In Schönefeld soll der Bebauungsplan für das umstrittene Abschiebezentrum abgesegnet werden. „Abschiebezentrum BER verhindern“ stellt sich dagegen.

Demonstration gegen das geplante Abschiebe­zentrum am Flughafen BER am Sonntag Foto: Sören Stache/dpa

Schönefeld taz | Abschiebungen „schneller und effizienter gestalten“ – das ist nach Bekunden des Bundes das erklärte Ziel des geplanten „Ein- und Ausreisezentrums“ am Flughafen Berlin-Brandenburg. Nun braucht es für die Bauentscheidung noch die Zustimmung von der Schönefelder Gemeindevertretung, die soll am Mittwoch fallen.

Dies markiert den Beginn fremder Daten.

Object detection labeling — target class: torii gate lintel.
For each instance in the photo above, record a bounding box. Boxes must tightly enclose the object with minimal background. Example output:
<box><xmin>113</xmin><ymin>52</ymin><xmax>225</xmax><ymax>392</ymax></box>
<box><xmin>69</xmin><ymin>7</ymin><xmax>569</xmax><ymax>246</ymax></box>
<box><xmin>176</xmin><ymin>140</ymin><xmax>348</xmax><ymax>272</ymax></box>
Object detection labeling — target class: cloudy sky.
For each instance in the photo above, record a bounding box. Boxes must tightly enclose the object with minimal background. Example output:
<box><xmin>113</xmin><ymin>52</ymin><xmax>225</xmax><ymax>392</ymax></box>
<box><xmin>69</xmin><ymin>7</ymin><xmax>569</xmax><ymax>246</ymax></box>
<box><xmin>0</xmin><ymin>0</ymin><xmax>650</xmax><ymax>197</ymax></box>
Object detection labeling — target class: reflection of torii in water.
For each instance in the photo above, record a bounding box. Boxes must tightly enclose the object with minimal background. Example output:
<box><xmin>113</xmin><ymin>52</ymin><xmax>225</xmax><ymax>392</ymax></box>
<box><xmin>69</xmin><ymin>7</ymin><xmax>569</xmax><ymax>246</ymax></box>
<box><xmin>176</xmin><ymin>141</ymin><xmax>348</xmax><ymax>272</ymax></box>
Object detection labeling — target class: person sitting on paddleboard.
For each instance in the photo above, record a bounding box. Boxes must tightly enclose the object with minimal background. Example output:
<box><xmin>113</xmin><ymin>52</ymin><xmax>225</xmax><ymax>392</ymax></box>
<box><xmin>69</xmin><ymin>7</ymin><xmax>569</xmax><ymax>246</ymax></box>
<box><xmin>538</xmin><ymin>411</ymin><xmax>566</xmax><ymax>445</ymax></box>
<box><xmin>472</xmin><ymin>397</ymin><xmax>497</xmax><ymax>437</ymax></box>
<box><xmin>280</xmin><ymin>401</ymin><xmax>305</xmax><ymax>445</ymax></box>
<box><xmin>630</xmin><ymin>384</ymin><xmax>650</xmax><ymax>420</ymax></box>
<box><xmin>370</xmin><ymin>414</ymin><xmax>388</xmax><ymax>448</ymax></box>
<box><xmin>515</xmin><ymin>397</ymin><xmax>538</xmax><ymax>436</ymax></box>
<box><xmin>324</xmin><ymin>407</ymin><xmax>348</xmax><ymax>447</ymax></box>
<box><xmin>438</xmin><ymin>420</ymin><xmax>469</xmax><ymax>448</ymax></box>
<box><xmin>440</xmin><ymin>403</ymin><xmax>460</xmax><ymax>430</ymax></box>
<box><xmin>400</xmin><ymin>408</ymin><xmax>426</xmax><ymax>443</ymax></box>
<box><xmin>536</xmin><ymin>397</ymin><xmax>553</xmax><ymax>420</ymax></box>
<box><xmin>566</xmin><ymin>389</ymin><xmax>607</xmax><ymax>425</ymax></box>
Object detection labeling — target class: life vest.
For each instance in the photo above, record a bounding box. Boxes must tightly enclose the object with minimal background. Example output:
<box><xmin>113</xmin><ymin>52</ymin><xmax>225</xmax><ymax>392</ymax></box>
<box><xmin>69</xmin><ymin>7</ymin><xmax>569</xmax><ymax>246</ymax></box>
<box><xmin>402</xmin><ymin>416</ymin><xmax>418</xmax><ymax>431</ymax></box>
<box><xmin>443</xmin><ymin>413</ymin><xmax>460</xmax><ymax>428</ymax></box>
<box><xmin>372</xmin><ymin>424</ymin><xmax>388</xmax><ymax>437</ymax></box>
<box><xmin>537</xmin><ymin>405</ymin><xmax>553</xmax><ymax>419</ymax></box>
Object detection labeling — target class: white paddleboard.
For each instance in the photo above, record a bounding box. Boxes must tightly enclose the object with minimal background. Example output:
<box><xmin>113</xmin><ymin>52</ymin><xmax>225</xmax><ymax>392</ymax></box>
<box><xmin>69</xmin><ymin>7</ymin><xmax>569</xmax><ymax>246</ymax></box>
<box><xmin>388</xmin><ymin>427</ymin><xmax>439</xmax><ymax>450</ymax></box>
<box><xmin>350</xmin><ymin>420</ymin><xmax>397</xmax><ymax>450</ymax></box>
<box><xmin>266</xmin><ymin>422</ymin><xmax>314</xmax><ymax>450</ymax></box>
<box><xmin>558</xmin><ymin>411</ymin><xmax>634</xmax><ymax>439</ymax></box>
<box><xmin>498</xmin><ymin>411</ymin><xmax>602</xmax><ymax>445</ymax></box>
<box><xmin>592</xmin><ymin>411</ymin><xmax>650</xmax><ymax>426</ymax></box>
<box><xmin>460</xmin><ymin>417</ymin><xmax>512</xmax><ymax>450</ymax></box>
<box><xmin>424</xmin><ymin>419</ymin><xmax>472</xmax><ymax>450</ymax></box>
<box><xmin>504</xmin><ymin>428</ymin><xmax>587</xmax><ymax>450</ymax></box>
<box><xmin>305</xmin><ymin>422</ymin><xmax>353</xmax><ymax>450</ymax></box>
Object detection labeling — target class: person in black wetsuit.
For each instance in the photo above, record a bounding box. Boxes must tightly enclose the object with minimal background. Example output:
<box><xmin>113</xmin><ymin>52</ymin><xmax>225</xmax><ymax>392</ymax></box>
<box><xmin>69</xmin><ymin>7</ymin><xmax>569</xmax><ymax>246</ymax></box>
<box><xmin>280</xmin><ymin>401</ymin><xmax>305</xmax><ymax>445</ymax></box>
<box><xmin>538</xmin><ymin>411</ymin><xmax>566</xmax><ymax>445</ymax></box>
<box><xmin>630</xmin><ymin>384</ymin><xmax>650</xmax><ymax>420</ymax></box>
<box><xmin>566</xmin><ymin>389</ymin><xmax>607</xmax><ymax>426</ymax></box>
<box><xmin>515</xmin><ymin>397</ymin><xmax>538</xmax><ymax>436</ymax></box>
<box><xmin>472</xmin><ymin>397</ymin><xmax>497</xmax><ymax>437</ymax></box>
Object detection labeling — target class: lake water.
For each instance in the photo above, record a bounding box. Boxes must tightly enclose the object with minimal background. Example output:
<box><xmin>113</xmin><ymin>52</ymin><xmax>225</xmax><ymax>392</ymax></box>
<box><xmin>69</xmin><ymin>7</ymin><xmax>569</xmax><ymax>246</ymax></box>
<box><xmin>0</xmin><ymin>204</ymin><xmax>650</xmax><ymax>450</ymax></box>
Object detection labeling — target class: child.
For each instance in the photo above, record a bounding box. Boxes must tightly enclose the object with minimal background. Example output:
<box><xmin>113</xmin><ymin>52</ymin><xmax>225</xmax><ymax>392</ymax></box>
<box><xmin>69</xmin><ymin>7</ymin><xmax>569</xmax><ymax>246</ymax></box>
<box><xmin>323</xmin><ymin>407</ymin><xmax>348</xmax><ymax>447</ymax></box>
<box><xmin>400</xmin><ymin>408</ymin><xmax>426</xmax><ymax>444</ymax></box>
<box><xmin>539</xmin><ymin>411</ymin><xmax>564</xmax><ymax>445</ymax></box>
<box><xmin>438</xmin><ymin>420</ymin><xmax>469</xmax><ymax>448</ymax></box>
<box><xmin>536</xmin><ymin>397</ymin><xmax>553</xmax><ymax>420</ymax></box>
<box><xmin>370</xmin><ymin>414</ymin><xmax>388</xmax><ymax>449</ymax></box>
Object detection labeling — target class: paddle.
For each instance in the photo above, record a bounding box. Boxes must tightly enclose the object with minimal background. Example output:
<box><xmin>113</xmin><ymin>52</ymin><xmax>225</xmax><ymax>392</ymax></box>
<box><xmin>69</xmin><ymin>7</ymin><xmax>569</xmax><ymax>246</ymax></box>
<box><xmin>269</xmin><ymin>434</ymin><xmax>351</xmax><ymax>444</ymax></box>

Dagegen gibt es Widerspruch: Am Sonntag rief ein breites Bündnis aus zivilgesellschaftlichen Initiativen zur Demonstration in Schönefeld auf. Vor dem Rathaus im Zentrum der überschaubaren Gemeinde versammelten sich etwa 150 Menschen, um gegen die Pläne von Bund und Land zu protestieren, darunter viele Menschen mit Fluchterfahrung. „Das Abschiebezentrum ist ein Symbol der Ausgrenzung, für die es in der Gesellschaft keinen Platz geben darf“, kritisierte Kebbeh von der Initiative „Solidarity Movement“. „Hier werden Menschen kriminalisiert, die Schutz suchen vor Krisen, die Deutschland mit hervorgebracht hat. Hier werden sie jetzt dafür eingesperrt“, so Kebbeh.

Für die Geflüchte­ten­initiative Alan Kurdi ist das Abschiebe­zentrum Ausdruck einer neuen „Abschiebe-Ära“

Für die Geflüchteteninitiative „Alan Kurdi“ ist das Abschiebezentrum Ausdruck einer neuen „Abschiebe-Ära“ in Deutschland und weist neben der zunehmenden Inhaftierung von Schutzsuchenden auch auf die Einführung permanenter Grenzkontrollen an den deutschen Grenzen hin.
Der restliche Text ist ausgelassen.